And it's not like all has to happen in one go.
So before you were all in VMware, and that vendor is practically promising to hike up the prices to make you bleed.
What are you gonna do?
I'd rather start early to have a migration path, even if it is just for negotiation purposes. And if it's someone who has the resources to that, it's large customers.
alephnerd|1 year ago
All vendors do this - you can't escape it. This is why companies began leaving for the Cloud - sure it's upfront more expensive, but the negotiations are not as protracted.
benterix|1 year ago
I don't get your point here: if you mean the public cloud, it's the synonym of vendor lock-in now.
markus_zhang|1 year ago
mbesto|1 year ago
yokaze|1 year ago
Haven't worked yet with IBM, but if they are of equal level, then I'd rather avoid them.

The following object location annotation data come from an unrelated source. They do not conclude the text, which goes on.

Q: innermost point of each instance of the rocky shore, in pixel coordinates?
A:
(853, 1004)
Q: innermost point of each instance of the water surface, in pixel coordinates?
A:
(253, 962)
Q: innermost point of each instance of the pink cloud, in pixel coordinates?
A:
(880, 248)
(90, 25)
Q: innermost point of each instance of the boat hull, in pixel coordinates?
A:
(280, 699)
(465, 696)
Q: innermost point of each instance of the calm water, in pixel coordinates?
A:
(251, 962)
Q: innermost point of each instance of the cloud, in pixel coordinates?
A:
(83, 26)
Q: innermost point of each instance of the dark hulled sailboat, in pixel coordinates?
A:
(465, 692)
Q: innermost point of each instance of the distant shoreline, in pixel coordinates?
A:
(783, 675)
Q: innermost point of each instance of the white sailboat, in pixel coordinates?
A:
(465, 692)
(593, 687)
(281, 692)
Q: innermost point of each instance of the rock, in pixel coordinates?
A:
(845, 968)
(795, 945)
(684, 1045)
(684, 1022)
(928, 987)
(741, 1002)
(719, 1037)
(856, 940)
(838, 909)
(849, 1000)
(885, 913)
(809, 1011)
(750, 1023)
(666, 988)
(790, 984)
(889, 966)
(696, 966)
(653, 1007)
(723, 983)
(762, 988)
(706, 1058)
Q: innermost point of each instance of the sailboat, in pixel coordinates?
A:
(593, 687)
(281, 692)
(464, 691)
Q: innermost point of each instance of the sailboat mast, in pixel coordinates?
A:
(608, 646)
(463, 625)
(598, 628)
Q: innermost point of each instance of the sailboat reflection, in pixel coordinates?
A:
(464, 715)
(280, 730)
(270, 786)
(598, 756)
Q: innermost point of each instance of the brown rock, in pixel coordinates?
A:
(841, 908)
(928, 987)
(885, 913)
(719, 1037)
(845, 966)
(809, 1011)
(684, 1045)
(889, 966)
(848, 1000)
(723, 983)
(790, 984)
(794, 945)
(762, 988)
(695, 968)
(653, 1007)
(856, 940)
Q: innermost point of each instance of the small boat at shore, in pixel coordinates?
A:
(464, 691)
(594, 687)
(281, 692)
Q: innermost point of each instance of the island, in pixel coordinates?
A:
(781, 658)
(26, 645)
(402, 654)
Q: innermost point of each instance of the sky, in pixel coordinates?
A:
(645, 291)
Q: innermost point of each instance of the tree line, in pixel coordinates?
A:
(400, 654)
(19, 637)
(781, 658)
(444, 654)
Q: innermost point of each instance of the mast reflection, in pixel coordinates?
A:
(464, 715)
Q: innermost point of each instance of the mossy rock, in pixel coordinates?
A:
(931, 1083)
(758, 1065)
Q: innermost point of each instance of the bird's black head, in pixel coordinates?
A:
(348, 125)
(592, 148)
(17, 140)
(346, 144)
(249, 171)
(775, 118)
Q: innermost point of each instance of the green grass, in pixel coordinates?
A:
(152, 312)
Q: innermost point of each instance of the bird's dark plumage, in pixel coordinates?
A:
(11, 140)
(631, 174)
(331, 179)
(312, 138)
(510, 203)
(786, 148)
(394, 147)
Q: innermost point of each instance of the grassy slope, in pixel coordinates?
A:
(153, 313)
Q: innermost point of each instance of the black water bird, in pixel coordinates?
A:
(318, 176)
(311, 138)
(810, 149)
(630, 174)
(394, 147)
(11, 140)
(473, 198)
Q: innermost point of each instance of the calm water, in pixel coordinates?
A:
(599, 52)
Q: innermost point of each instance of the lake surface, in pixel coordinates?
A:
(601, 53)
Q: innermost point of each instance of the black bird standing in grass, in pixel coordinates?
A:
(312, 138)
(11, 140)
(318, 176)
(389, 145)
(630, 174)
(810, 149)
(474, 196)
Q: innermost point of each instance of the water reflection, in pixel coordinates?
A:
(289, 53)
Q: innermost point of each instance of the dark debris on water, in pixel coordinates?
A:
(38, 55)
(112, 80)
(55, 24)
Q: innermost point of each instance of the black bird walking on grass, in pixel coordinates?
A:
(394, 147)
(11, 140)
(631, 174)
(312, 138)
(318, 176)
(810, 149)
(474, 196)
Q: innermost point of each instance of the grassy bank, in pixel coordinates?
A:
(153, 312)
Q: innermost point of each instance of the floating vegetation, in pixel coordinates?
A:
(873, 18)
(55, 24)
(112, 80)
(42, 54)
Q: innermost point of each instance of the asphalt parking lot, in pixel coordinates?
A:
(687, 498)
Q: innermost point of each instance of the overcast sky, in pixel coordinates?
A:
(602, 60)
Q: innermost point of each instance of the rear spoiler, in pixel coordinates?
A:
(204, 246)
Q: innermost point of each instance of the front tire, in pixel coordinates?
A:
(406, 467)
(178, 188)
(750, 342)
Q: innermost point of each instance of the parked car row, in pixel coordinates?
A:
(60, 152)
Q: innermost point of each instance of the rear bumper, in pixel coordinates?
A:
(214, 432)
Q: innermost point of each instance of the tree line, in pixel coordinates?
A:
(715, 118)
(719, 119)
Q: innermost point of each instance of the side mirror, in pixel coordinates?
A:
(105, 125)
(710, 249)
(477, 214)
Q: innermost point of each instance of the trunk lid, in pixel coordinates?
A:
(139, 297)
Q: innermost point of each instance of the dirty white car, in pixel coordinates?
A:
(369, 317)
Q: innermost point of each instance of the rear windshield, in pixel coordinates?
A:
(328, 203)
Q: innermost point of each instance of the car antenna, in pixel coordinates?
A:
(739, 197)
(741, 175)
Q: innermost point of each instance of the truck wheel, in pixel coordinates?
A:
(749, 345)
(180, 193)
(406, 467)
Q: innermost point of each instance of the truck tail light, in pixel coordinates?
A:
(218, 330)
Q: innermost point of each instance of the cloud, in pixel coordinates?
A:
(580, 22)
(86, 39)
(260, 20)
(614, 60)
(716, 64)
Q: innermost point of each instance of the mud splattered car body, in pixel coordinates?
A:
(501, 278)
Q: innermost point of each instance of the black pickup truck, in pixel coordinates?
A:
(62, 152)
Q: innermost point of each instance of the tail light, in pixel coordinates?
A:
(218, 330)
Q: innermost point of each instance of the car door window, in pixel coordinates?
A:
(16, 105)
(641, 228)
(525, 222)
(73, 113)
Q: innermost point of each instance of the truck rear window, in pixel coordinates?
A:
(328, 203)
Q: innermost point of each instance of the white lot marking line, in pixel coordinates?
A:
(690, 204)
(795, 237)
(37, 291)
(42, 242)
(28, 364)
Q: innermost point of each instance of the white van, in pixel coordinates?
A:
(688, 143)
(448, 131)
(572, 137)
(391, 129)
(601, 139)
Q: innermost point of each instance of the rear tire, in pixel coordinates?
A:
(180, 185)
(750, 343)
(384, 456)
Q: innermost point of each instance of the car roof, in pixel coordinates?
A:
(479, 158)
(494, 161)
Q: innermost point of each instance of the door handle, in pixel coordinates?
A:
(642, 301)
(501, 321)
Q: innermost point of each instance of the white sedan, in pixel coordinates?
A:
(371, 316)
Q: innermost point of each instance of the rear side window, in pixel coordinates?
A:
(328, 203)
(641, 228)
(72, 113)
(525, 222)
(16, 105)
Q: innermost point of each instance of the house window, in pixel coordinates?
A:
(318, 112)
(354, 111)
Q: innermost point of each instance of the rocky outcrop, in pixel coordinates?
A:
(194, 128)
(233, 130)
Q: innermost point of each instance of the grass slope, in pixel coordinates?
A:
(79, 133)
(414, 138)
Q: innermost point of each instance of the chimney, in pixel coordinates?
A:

But since you say IBM, they have IBM Cloud Manager, and through Redhat also an Openstack offer, and with Openshift a K8S offer. Various vendors offer either or both.
There are also companies which operate internal cloud providers for other companies. Various public cloud providers offer you to operate your datacenter with their API in-hose.
Yes, it comes with their hardware, but guess what, in three years chances are half of your hardware is deprecated and has been replaced anyway.
Yes, all that requires effort. Considerable effort. But it is a one-time effort (i.e. fixed costs) compared to a X-fold increase of licensing costs. So, you look at the ROI, consider the risk of having that degree of exposure, and guess what...
To reiterate: It doesn't have to be all in one go, it doesn't mean it has to be all of it. Maybe some of your payload will always stay on vmware, but thinking you can ask the big companies for 20x the license costs, and expect 20x the revenue is rather odd.
You may guess, where I know that from.